Dieser Trend bedeutet jedoch keinesfalls, dass Hersteller jeden Käufer ins Luxussegment ziehen können. Erfolg versprechend sind meist nur nachvollziehbare Qualitätsargumente bei einem erreichbaren Preis. Proteinquelle, Herkunft, Rezeptur, Gesundheitsnutzen, Verträglichkeit und Packungsformat müssten den Mehrpreis plausibel erklären, betont Timo Brautlacht, Marketingleiter bei Mera, auf Nachfrage der Lebensmittel Praxis. Lebensmitteleinzelhandel, Discounter und Drogeriemärkte standen laut IVH im vergangenen Jahr für mehr als 66 Prozent des Fertignahrungsumsatzes in Deutschland.
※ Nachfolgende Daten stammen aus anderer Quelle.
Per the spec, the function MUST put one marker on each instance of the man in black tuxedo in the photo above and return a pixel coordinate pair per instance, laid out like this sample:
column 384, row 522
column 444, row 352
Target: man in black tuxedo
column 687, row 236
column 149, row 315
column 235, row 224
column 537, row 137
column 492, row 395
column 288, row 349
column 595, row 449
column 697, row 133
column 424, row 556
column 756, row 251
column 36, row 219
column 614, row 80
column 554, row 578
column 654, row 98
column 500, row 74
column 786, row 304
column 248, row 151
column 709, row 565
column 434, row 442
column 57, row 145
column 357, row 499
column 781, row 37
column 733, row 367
Über Sortiment, Verfügbarkeit und Preispositionierung entscheidet vor allem der Lebensmitteleinzelhandel, während der Zoofachhandel immer noch eher der Kompetenz- und Zubehörkanal für Heimtierbedarf ist.
Szenenwechsel: In Köln trifft die LP Fressnapf-Geschäftsführer Norbert Marschallinger zum Gespräch über Wachstumspotenziale. Der Deutschland-Chef des größten europäischen Heimtierfachhändlers betont, Frischfutter sei nicht lediglich ein kurzfristiger Ernährungstrend, sondern als künftige Wachstumskategorie im Fokus. Als Vorbild diene der weiter wachsende US-Markt. Europa und insbesondere Deutschland befinden sich nach seinen Aussagen noch in einer frühen Entwicklungsphase. Eine Fressnapf-Kundenbefragung habe jedoch ein wachsendes Interesse gezeigt. Der zentrale Treiber sei die zunehmende Bedeutung des Haustiers innerhalb der Familie, sagt Marschallinger. Fressnapf leitet daraus ein wachsendes Interesse an höherwertiger und bewussterer Tierernährung ab. Allerdings: Frischfutter sei Tiefkühlware und verlange deshalb eine eigene Logik im Markt. Es solle Trocken- oder Nassfutter nicht zwingend vollständig ersetzen, sondern könne als regelmäßige Fütterungsalternative oder als besondere Mahlzeit dienen.
Das Wohl der Heimtiere bleibe für Tierfreunde zentral, weshalb sie in eine gesunde Ernährung und Pflege ihrer Heimtiere investierten, weiß Norbert Holthenrich, Präsident des ZZF und Zoofachhändler aus Osnabrück. Haustiere, meist Katzen und Hunde, sind längst für viele Menschen auf einer Ebene mit Familienmitgliedern angekommen – deshalb kommt ihnen eine ähnliche Fürsorge wie Kindern zu. Lagerfelds Choupette und Interzoo-Labradoodle Elly genießen dem Anschein nach ihr Dasein im Mittelpunkt. Die tierischen Vorbilder könnten stabile Voraussetzungen für den Tierbedarfsmarkt in Aussicht stellen, wenn Tierfreunde künftig verstärkt auf Extravaganz setzen.